Posted 18 Very Nice Pictures.
Not all Bike Lovers are CABErs


----------



## catfish (Jun 7, 2018)

I like how the fenders change from photo to photo. Sometimes they are twinbar fenders, sometimes they are not....


----------



## Freqman1 (Jun 7, 2018)

Yep that triple plate fork is jacked up--why the change?


----------



## rustjunkie (Jun 7, 2018)

tripple3 said:


> Posted 18 Very Nice Pictures.
> Not all Bike Lovers are CABErs





I was admiring the photography as well.
Gotta say: more effort than many posts here...just sayin'


----------



## saladshooter (Jun 7, 2018)

You guys need to stop picking in my backyard!


----------



## fordmike65 (Jun 7, 2018)

saladshooter said:


> You guys need to stop picking in my backyard!



Yeah guys. Let's back off & let Chad get this one. It would look amazing next to the Speedster!!!


----------



## saladshooter (Jun 7, 2018)

I was going to get it when it was at $4500. Then when I was about to pull the trigger, he lowered the price prompting me to question the accuracy of the restoration.


----------



## Jay81 (Jun 7, 2018)

catfish said:


> I like how the fenders change from photo to photo. Sometimes they are twinbar fenders, sometimes they are not....




I wonder which set of fenders comes with the bike.
It's also shown with and without the rack. 
Is the rack is some sort of repop? No hole for the taillight. Or did some come without a taillight?


----------



## Jay81 (Jun 7, 2018)

Restroyed is more like it.


----------



## rustjunkie (Jun 7, 2018)

Jay81 said:


> Is the rack is some sort of repop? No hole for the taillight. Or did some come without a taillight?
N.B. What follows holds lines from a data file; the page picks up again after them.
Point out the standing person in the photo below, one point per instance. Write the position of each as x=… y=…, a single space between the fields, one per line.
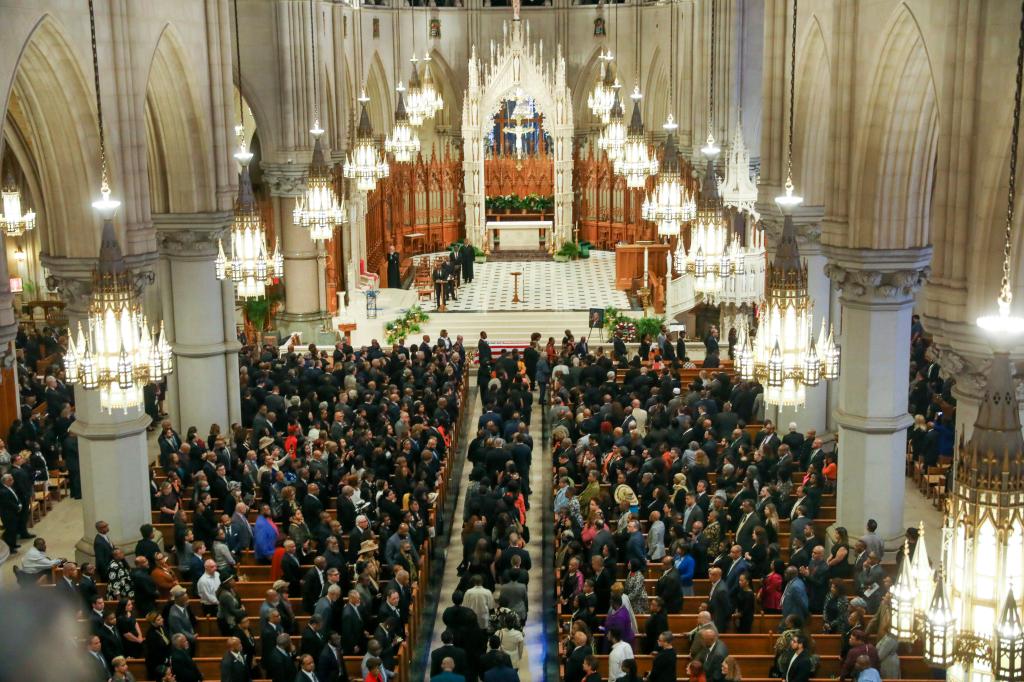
x=393 y=268
x=467 y=254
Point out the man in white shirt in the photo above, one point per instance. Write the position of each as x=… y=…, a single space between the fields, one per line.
x=36 y=561
x=481 y=600
x=620 y=651
x=207 y=587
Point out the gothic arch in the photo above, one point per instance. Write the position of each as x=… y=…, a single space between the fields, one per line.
x=517 y=64
x=58 y=125
x=382 y=96
x=583 y=88
x=178 y=144
x=891 y=198
x=810 y=144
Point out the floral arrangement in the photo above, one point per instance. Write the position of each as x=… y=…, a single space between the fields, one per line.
x=402 y=328
x=529 y=203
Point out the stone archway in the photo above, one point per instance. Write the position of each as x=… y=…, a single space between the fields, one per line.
x=517 y=64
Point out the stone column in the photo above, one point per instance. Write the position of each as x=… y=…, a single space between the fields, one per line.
x=113 y=451
x=304 y=310
x=807 y=219
x=877 y=293
x=203 y=388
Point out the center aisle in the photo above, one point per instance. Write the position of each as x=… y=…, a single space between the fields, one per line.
x=531 y=666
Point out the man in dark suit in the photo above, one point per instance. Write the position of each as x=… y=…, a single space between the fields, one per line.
x=718 y=600
x=182 y=666
x=714 y=653
x=448 y=649
x=291 y=568
x=483 y=349
x=331 y=666
x=657 y=623
x=10 y=511
x=800 y=666
x=352 y=629
x=312 y=641
x=663 y=668
x=102 y=549
x=467 y=254
x=669 y=588
x=232 y=665
x=393 y=268
x=280 y=663
x=313 y=584
x=581 y=649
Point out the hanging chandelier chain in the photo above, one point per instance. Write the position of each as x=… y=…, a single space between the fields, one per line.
x=1005 y=292
x=312 y=43
x=793 y=90
x=99 y=107
x=238 y=60
x=711 y=88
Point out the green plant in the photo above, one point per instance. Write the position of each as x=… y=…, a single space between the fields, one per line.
x=648 y=327
x=410 y=323
x=569 y=250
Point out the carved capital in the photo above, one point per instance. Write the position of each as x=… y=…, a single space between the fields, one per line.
x=878 y=275
x=876 y=284
x=190 y=236
x=284 y=179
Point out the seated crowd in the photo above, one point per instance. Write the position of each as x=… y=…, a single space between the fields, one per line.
x=291 y=541
x=668 y=502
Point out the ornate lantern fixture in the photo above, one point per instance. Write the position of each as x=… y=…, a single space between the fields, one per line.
x=738 y=189
x=637 y=163
x=13 y=221
x=432 y=100
x=320 y=210
x=612 y=138
x=249 y=267
x=403 y=142
x=117 y=353
x=671 y=204
x=366 y=165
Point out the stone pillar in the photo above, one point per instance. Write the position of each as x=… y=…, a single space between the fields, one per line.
x=203 y=388
x=305 y=311
x=877 y=293
x=807 y=219
x=113 y=451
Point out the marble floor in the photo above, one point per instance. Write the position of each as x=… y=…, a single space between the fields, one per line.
x=532 y=663
x=578 y=285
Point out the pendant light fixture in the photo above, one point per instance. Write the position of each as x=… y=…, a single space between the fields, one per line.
x=250 y=267
x=320 y=210
x=1003 y=322
x=784 y=356
x=403 y=142
x=366 y=164
x=13 y=222
x=637 y=163
x=671 y=204
x=117 y=353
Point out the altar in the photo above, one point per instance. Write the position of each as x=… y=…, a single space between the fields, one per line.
x=518 y=235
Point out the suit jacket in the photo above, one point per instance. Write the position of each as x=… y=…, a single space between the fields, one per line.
x=103 y=552
x=183 y=667
x=457 y=653
x=279 y=667
x=292 y=572
x=331 y=668
x=795 y=600
x=573 y=665
x=800 y=669
x=720 y=605
x=232 y=670
x=663 y=668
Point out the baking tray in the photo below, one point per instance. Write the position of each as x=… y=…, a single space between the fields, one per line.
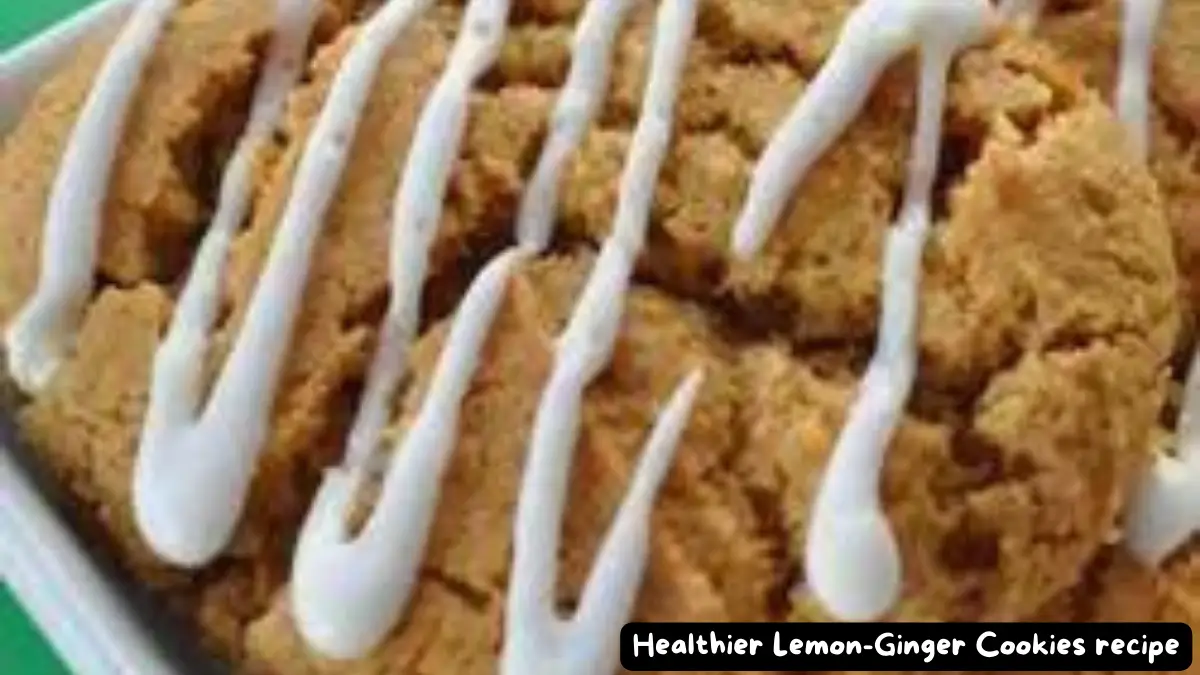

Ah yes: Looks like a cast replica:


----------



## Schwinn1776 (Jun 7, 2018)

Seen the bike in person, know the seller, will not budge on any prices.


----------



## Euphman06 (Jun 7, 2018)

I can't stand paint over fender brace rivets....


----------



## bikewhorder (Jun 7, 2018)

Its not a bad price considering that since its a '34 this is the earliest known example.


----------



## vincev (Jun 7, 2018)

I love "restorations" LOL If you are going to fork up an old bike use the proper terminology. Restoration,LOLOLOLOLOLOL


----------



## catfish (Jun 7, 2018)

bikewhorder said:


> Its not a bad price considering that since its a '34 this is the earliest known example.




It might be a prototype.


----------



## zephyrblau (Jun 11, 2018)

I'm "Delirium" with envy. 
NOT!


----------